Historian clergy Nigeria

Jonathan Olumide Lucas (born 1897) was a Nigerian clergyman, educator and historian who is known for his work on the history of Yoruba traditional religion. As an author, he was among a group of West African historians who proposed a Hamitic origin of the people or of the cultural features of their ethnic group. Lucas work on Yoruba culture and language links some meaning and choice of words spoken by Yorubas with ancient Egypt.

Lucas was educated at Fourah Bay College, Durham University and as an external student of the University of London. Between 1932 and 1935, he was acting principal of CMS Grammar School, succeeding a trio of expatriate administrators. Lucas was a leading member of Lagos Union of Teachers which later merged with another association of teachers and headmasters to form the Nigerian Union of Teachers.

In 1944, he became the first vice president of the National Council of Nigeria and the Cameroons. He was father to Nigerian physician Adetokunbo Lucas.

== Works ==

- Lucas, Jonathan Olumide. An oration on the history of the Anglican Church in Lagos, 1852 to 1952. Delivered by J. Olumide Lucas at the Glover Memorial Hall, Lagos, on Monday, 14 January 1952. Lagos, Printed by Tika-Tore Press, 1952
- Lucas, Jonathan Olumide.
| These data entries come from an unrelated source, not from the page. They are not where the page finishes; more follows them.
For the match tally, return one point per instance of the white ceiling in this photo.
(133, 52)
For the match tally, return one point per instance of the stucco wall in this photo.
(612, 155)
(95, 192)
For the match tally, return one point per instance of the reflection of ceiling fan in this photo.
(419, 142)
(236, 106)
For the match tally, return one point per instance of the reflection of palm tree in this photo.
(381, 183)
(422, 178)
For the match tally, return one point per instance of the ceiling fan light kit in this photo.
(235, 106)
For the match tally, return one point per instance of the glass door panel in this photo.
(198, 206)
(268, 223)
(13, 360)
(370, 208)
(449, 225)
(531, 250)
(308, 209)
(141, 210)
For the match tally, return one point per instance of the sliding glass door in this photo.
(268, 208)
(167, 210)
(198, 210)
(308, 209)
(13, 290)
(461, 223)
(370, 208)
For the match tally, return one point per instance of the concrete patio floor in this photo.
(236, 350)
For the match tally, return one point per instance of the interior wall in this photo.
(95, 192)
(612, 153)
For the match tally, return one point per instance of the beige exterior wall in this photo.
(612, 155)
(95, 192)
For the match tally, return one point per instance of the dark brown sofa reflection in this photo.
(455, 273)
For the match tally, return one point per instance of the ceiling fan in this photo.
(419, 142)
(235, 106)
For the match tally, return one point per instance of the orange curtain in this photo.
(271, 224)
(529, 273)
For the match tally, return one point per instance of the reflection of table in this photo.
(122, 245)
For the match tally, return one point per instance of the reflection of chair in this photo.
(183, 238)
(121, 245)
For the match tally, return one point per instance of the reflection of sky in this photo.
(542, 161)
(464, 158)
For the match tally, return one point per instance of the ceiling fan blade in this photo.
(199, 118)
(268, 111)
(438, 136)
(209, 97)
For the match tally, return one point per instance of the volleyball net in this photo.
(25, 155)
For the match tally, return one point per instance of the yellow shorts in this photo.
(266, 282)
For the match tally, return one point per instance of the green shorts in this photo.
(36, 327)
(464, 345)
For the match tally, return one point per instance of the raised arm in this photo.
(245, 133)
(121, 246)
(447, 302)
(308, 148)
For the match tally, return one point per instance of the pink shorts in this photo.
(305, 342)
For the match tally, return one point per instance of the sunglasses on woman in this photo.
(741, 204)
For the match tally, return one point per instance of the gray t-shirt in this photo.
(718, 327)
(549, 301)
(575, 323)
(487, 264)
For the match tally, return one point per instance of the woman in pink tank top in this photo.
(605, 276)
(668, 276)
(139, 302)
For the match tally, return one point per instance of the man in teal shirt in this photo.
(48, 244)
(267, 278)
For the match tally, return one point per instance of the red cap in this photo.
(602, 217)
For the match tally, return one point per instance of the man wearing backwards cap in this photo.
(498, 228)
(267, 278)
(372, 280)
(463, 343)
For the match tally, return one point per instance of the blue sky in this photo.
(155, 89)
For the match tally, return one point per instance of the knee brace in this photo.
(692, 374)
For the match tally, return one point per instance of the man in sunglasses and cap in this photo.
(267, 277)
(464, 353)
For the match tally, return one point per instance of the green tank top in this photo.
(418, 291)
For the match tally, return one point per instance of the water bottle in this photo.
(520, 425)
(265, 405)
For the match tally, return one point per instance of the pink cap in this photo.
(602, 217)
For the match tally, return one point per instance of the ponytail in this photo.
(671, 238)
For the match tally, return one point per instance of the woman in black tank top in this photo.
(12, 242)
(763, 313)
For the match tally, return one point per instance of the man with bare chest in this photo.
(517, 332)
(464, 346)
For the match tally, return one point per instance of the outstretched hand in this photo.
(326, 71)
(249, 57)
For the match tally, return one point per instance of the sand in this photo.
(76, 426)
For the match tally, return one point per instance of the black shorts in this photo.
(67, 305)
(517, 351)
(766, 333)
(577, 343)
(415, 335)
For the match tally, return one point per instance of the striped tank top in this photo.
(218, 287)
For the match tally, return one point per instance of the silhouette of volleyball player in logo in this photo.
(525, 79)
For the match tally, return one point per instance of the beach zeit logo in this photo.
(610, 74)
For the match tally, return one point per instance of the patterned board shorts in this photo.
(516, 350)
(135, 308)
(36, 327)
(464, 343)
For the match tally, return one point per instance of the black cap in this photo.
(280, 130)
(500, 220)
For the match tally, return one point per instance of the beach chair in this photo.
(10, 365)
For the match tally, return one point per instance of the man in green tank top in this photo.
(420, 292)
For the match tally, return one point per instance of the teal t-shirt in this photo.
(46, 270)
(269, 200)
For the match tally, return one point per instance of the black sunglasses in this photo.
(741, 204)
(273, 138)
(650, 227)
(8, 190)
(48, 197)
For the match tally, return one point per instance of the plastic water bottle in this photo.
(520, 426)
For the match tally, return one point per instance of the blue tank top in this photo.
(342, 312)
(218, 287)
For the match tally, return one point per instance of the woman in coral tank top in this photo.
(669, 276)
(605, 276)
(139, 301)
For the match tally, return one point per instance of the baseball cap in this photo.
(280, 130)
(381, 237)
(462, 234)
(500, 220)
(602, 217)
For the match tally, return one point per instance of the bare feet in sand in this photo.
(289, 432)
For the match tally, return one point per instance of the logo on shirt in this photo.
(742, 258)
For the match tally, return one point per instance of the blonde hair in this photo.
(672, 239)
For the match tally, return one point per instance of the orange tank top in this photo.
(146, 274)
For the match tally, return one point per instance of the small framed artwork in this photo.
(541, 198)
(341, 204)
The religion of the Yorubas, being an account of the religious beliefs and practices of the Yoruba peoples of southern Nigeria, especially in relation to the religion of ancient Egypt. Lagos [Nigeria] C. M. S. Bookshop, 1948.
- Lucas, Jonathan Olumide. Yoruba language : its structure and relationship to other languages / by J. Olumide Lucas. 1964. Lagos. Ore Ki Gbe Press.